Pericardiocentesis is typically performed in the right 5th, 6th, or 7th intercostal space with the patient in left lateral recumbency. The procedure is performed from the right to avoid laceration of a coronary artery while the catheter is placed. Local anesthesia of the procedure site is performed, and an over-the–needle catheter with syringe and stopcock is steadily advanced through the skin and intercostal muscles into the pericardial sac. The catheter is advanced and the needle withdrawn when a fluid flash is obtained. Advancement of the catheter system should be stopped at any point if cardiac pulsations or ventricular arrhythmias are noted. Fluid should be removed from the sac with slow, steady suction as aggressive suction may irritate the epicardial surface and lead to ventricular arrhythmias. Pericardial effusion has a bloody appearance in almost all cases of neoplastic and non-neoplastic disease. If there is a question as to whether the catheter has entered the heart, monitor the sample for clotting and compare the PCV of the pericardial fluid to the peripheral fluid.
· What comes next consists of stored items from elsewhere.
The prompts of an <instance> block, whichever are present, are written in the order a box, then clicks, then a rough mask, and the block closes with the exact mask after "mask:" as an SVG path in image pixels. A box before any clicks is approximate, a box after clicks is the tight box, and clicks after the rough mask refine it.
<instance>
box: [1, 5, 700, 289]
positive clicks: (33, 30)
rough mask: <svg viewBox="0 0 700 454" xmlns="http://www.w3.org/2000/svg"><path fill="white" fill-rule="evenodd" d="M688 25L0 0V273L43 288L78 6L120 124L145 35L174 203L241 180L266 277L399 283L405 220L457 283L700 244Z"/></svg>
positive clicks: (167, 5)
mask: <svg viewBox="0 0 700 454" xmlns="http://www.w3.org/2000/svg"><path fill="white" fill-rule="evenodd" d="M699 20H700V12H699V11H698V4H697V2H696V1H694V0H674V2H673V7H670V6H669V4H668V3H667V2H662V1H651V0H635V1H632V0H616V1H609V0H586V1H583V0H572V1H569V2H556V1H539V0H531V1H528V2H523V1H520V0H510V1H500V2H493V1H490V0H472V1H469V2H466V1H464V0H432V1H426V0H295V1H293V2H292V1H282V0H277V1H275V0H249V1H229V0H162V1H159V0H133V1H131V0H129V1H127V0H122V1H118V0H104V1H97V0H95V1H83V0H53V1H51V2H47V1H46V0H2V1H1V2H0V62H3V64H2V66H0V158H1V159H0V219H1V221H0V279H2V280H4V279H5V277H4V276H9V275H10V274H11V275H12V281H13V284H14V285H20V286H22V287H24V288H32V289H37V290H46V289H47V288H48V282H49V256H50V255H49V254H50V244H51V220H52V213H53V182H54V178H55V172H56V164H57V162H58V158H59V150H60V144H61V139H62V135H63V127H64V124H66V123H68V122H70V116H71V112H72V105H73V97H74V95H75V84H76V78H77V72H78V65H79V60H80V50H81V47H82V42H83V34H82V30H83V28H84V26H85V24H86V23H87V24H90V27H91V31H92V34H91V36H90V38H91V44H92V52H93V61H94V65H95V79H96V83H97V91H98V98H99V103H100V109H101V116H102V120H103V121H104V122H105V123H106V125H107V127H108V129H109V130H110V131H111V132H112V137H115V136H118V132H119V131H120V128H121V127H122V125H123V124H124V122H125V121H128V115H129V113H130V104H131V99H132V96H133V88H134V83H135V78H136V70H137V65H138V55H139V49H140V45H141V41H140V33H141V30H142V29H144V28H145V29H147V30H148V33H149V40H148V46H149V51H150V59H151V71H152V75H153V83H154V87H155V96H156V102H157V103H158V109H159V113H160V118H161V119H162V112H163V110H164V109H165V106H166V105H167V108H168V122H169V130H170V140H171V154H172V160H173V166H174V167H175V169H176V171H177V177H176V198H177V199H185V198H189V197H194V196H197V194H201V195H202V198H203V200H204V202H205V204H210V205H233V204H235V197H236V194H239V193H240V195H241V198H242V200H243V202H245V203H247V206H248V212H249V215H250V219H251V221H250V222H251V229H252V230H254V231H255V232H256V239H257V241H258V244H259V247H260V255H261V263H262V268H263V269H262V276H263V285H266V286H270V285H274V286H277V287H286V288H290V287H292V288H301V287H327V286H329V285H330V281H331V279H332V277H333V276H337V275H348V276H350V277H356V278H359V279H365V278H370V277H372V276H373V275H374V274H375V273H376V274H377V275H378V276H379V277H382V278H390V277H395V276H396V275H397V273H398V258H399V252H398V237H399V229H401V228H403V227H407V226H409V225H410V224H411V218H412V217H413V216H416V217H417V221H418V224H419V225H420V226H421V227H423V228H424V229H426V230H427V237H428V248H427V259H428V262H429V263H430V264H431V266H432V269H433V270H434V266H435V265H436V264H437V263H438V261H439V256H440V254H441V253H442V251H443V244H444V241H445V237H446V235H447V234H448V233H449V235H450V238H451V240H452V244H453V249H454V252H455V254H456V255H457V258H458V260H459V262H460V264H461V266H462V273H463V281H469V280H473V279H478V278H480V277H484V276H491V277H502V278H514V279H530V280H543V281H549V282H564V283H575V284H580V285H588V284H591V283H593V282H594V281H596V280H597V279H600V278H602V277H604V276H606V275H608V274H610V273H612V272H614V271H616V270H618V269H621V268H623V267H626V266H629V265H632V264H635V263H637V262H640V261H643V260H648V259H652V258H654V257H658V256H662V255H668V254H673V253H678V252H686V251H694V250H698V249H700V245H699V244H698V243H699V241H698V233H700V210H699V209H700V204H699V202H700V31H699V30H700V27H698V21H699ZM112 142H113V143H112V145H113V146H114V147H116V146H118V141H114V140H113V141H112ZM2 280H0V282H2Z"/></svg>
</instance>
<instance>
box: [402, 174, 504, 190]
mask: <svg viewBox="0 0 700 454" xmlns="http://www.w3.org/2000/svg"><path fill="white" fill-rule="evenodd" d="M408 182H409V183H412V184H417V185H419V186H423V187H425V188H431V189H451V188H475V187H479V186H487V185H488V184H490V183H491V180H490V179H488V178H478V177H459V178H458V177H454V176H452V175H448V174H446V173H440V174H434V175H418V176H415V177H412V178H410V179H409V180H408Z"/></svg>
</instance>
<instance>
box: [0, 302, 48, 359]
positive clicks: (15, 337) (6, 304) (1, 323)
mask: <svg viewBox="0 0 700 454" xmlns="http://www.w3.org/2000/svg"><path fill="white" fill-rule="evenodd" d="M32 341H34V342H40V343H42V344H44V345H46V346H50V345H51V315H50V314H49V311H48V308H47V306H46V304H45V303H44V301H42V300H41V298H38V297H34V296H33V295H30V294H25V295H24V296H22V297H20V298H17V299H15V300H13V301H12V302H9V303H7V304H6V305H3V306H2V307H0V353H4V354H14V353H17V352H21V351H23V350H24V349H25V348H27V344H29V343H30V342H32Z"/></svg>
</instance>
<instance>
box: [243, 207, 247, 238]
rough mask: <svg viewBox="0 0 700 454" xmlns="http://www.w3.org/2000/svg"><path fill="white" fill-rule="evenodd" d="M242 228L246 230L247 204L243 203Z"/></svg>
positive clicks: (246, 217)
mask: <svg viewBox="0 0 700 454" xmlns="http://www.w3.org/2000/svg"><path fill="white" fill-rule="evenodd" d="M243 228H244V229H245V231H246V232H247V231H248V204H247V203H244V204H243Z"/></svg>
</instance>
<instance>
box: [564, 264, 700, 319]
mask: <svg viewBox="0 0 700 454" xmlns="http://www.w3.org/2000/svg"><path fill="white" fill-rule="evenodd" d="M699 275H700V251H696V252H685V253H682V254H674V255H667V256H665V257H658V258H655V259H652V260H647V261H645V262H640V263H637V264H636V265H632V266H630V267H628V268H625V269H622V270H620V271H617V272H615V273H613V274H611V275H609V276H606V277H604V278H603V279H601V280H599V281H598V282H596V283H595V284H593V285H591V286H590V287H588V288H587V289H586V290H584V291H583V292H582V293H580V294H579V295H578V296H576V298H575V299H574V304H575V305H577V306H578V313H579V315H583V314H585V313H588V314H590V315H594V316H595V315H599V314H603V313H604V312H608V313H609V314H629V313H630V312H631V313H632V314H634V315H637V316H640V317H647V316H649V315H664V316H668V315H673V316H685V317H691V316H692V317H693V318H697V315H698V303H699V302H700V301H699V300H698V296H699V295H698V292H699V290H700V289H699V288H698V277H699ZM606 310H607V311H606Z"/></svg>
The long term prognosis is guarded with all forms of neoplastic disease, but patients with aortic body tumors or ectopic thyroid adenomas may do well for periods of > than 15 months with pericardiectomy as the sole treatment method. Hemangiosarcoma is typically an extremely aggressive tumor type, but our practice has achieved an anecdotal average good quality survival time of 6 months with Adriamycin as a single agent chemotherapy in patients without gross metastatic disease at the time of diagnosis. Mesothelioma and myocardial lymphoma carry a grave prognosis.
Pericardiocentesis alone has been reported to yield a clinical cure in approximately 50% of dogs with idiopathic pericardial effusion. If the effusion recurs, average time to recurrence is less than 4 weeks, although patients may have recurrent effusion as long as 9 months after the initial episode. Options for managing recurrent effusion include 1) repeat pericardiocentesis alone 2) pericardiocentesis followed by immunosuppressive therapy with corticosteroids or colchicine and non-steroidal anti-inflammatories 3) pericardiectomy.
Recurrent idiopathic effusions or other processes, such as a migrating foreign body, may lead to progressive pericardial hypertrophy and fibrosis. In these cases, the stiffened pericardial sac can lead to constrictive pericarditis with little or no fluid accumulation in the pericardial sac. Diagnosis is made by clinical presentation, echocardiographic findings, and classic venous pressure wave changes. Treatment requires aggressive pericardiectomy but is highly rewarding in many cases.